Paper ID: | 2904 |
---|---|

Title: | On Fairness and Calibration |

The paper deals with an increasingly important topic of fairness in predictive analytics.
The focus of the paper is on studying analytically and experimentally the model calibration effect on fairness.
The paper presentation is excellent. The problem is well presented and positioned with respect to existing work. The authors characterize the calibration and error-rate constraints with simple geometric intuitions and link theoretical findings to that interpretation.
It is an interesting result that it is difficult to enforce calibration and there are conditions under which it is feasible and a unique optimal solution exists and can be found efficiently through post-processing of existing classifiers.
In the experimental study the authors study the impact of imposing calibration and an equal cost constraint on real-world datasets. The results are promising.

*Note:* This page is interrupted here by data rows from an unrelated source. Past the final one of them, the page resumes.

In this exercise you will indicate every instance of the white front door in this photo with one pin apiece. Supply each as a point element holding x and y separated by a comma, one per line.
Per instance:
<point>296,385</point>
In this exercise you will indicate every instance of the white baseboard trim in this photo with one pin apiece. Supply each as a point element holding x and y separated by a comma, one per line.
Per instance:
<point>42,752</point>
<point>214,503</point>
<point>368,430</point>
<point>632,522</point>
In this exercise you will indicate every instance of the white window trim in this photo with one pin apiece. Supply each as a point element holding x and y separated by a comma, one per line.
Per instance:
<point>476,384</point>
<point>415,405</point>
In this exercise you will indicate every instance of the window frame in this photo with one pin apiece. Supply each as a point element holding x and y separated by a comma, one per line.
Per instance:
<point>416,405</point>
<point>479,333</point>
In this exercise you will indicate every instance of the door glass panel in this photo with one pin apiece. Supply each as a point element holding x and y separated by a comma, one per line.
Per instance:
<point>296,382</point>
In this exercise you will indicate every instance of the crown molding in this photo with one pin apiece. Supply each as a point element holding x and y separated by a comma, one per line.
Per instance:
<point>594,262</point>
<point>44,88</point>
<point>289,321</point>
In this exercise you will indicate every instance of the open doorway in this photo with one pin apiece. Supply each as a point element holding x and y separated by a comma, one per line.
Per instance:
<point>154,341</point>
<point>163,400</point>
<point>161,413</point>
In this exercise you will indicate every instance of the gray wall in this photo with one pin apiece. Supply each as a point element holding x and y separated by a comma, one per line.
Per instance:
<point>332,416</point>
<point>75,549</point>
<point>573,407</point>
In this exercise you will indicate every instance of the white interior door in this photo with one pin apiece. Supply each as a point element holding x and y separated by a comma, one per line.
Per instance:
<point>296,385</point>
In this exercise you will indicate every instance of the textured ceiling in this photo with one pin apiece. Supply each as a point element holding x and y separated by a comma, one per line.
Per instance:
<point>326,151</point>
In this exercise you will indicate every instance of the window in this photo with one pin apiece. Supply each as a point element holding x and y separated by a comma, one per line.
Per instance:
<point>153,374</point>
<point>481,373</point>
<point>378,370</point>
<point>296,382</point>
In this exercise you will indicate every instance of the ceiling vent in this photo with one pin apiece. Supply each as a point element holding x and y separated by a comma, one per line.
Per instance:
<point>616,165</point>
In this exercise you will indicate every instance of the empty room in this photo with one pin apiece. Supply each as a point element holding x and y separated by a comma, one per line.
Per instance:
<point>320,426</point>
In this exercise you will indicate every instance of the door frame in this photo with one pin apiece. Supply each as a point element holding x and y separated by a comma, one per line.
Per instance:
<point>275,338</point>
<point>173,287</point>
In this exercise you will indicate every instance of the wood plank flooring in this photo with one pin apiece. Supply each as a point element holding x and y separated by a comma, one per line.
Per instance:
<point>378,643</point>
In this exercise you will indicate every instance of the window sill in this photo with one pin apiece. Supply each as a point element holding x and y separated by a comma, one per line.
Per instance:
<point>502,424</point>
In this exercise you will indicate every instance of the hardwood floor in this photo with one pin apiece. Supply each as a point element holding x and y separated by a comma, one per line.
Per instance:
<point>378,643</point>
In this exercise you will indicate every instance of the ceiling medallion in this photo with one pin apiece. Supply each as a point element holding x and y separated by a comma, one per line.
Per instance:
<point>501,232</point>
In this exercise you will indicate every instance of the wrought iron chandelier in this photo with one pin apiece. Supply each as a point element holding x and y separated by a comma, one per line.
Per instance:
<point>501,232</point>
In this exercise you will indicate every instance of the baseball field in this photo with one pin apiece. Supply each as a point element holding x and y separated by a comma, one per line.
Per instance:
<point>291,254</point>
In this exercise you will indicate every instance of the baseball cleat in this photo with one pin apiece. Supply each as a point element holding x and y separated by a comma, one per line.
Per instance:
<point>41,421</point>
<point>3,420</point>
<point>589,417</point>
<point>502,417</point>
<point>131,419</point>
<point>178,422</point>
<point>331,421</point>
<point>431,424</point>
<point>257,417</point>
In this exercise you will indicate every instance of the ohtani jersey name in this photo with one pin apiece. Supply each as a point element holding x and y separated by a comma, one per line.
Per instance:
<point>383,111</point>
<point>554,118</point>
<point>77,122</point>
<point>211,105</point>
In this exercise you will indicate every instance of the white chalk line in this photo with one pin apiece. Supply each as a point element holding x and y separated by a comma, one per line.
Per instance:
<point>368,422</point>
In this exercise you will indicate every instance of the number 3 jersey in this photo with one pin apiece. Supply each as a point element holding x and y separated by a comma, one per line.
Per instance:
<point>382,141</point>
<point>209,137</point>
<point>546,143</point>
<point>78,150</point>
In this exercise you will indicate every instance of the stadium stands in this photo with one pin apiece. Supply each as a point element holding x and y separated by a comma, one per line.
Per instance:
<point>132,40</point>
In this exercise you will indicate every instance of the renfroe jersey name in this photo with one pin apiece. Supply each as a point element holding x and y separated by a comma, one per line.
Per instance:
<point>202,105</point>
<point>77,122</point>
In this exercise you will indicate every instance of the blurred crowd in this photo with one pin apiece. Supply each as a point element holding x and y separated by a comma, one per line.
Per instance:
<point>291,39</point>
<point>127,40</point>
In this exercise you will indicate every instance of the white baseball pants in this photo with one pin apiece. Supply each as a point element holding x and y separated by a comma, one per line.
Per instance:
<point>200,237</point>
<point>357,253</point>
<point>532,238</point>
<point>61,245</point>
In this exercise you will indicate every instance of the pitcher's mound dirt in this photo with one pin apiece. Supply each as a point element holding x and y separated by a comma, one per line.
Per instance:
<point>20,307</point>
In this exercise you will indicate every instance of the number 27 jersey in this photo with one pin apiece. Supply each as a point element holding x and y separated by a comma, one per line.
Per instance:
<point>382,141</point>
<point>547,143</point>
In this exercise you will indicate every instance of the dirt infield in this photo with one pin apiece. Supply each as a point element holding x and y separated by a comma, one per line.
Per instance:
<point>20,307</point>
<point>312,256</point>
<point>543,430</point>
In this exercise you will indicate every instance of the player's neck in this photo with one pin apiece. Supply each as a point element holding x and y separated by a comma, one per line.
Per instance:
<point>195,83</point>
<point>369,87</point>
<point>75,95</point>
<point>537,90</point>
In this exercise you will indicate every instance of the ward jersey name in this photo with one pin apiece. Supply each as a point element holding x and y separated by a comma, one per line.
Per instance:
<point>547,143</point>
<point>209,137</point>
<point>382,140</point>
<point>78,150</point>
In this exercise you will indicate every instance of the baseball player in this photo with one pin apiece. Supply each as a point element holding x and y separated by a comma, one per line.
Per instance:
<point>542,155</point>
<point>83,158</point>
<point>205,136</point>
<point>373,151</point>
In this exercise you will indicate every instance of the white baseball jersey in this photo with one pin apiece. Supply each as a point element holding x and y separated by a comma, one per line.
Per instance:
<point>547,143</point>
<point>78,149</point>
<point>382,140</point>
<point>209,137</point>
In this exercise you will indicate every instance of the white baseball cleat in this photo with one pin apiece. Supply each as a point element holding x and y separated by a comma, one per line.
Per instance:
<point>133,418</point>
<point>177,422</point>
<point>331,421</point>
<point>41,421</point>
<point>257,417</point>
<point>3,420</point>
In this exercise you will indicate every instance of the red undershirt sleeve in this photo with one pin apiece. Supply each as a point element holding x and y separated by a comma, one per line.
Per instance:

This paper explores the relationship between Equal Opportunity and calibration constraints on models. They show that even with relaxed Equal Opportunity constraints it can be problematic to enforce calibration. They provide necessary and sufficient conditions for achieving this. They also create an algorithm to achieve a relaxation on Equal Opportunity that requires only one constraint (False positive or false negative or a weighted sum) be met by withholding information. They also demonstrated the effect of this algorithm on several relevant datasets. I found this paper to be well-written, easy to follow and also very thorough. I think the topic is an important one for machine learning in practice, and the paper definitely adds something to the discussion. I appreciated both the work on showing the required conditions and as well as the algorithm, which helps to understand the effect of this in practice.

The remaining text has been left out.